THE hours of school staff who work with pupils with additional eneds in Caithness and Sutherland are being "reduced drastically" by Highland Council.  That is the claim  made this week by a worried parent in Thurso.   The GMB union has also expressed its concern about what is happening and is meeting with the council next week.

A COFFEE morning is being held in support of Wick Boys Brigade, tomorrow, as part of a drive to revive the presence of the organisation in the town.  Wick man Robert Ferguson has taken on the task of setting the group up again, knowing the good it can do for young men, having himself been involved in it for many years.   He has a group of 10 volunteers to take on the challenge and once the necessary paperwork is in place, he hopes a unit could be up and running by the end of the year.

ALEX Salmond said a far north councillor should "go and do her homework" after she criticised his plan to pour millions of Crown Estate seabed leasing revenues into the coffers of the islands.  The First Minister accused Deidre Mackay of sour grapes after she called for the same enviable package to be handed to Caithness and Sutherland.

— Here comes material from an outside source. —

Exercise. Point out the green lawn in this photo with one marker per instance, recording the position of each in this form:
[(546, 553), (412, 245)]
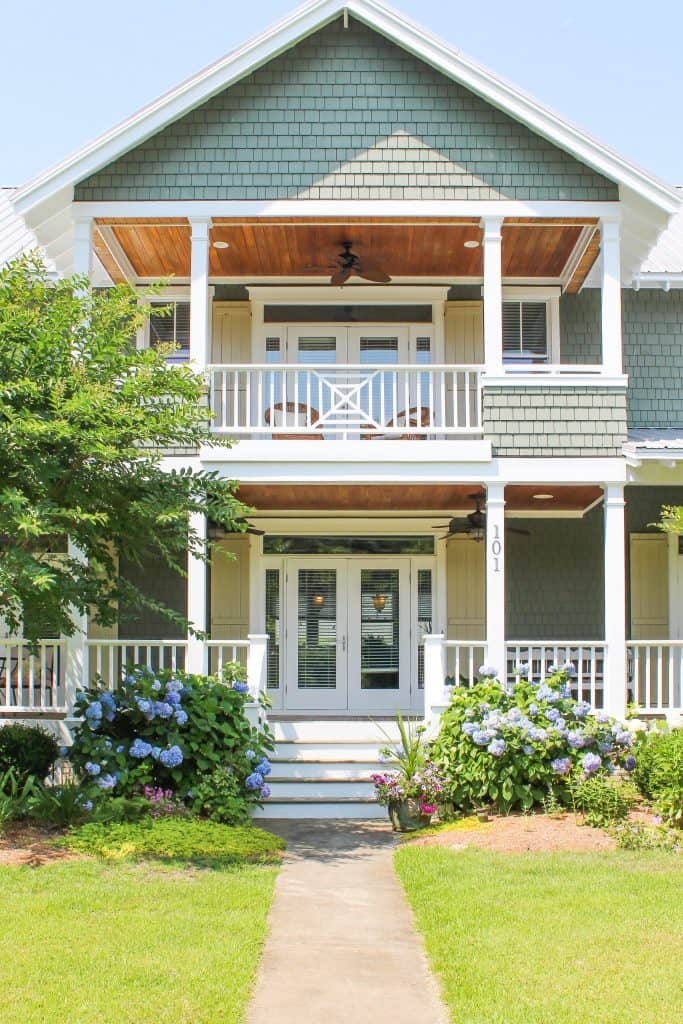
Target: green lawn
[(551, 938), (87, 942)]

A YOUNG Halkirk woman has landed a part in a new television soap in south-east Asia. Karyn Johnston who has lived in the Phillipines for almost two years , has been making a name for herself there.  She secured modelling assignments, appeared in television commercials and was chose to feature in a national newspaper and TV campaign for a soap product.  Now she has landed a role in a television drama.

THE Ministry of Defence has to be "open and transparent" when dealing with issues such as the radioactive incident at Vulcan, two years ago.  That was said this week by Scottish Environment Secretary Richard Lochhead after high-level talks with UK Defence Minister Philip Dunne MP and Baroness Verma, a minister at the Department of Energy and Climate Change.  Afterwards, Mr Lochhead said Scottish and UK government officials will review the way these matters are reported.

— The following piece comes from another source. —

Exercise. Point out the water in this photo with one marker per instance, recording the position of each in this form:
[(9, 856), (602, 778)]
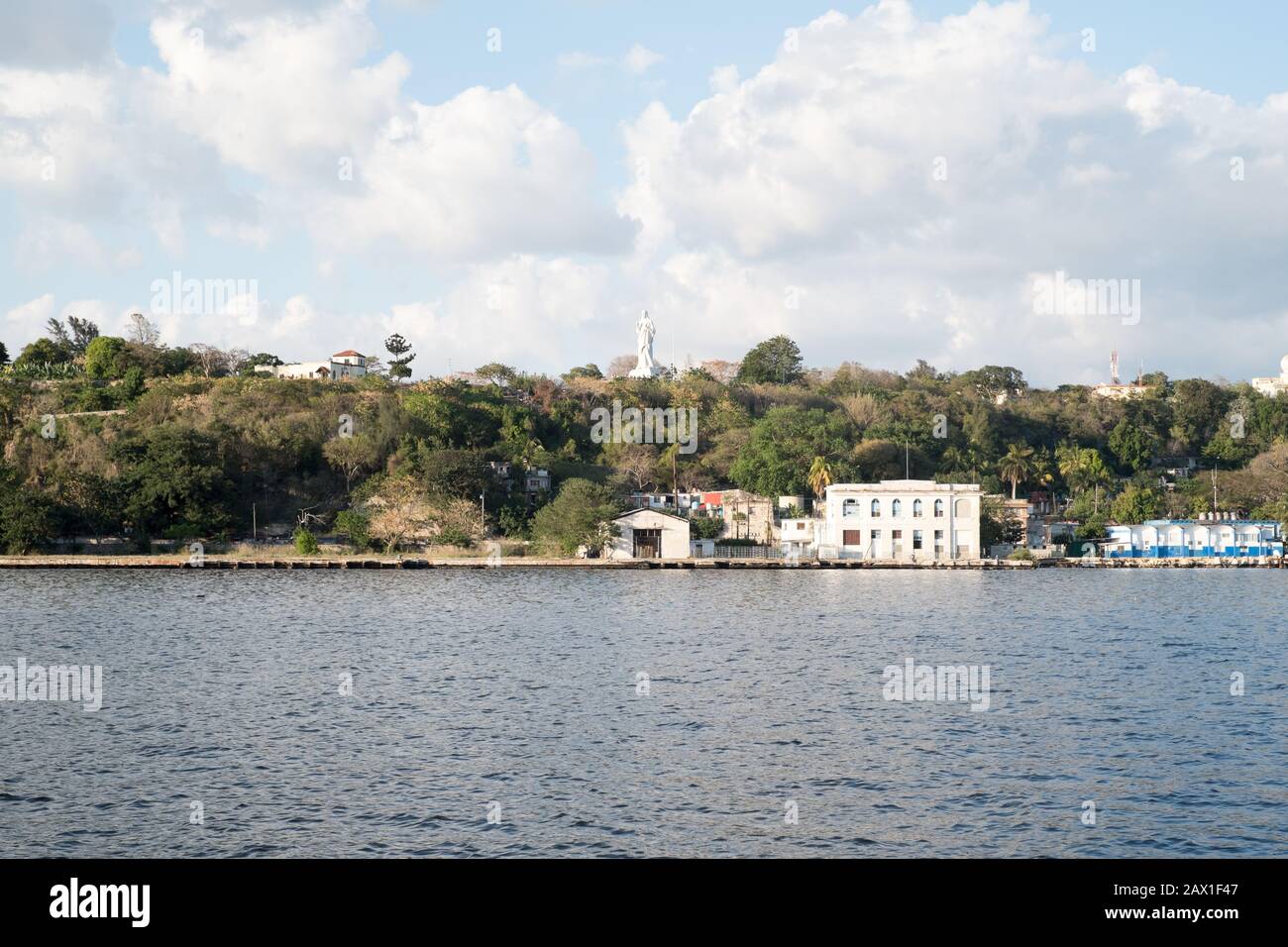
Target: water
[(519, 688)]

CAITHNESS Rural Transport is celebrating the unveiling of a new passenger carrier to use on its valued community service.  The project has benefited from the Scottish Government's £1 million Ccommunity Transport Fund, to purchase a new vehicle.  They were one of just nine groups across Scotland to receive funding out of 39 applicants.

A HALKIRK horsewoman is celebrating winning one of the biggest prizes in her long list of successes.  Ashley Anderson has just returned from the Royal Highland Show at Ingliston, near Edinburgh, where she won the in-hand colour horses championship, with her pony Freckleton First Class.

PENTLAND United prepared for their biggest game of the season this weekend by reaching the semi-finals of the Eain Mackintosh Cup with a 3-0 victory against Swifts at Ham Park.  A goal from Lukasz Geruzel and two from James Murray sent the Stabs into the last four but they were made to work hard by a Swifts outfit which looks to be fighting against relegation from the top flight.

----------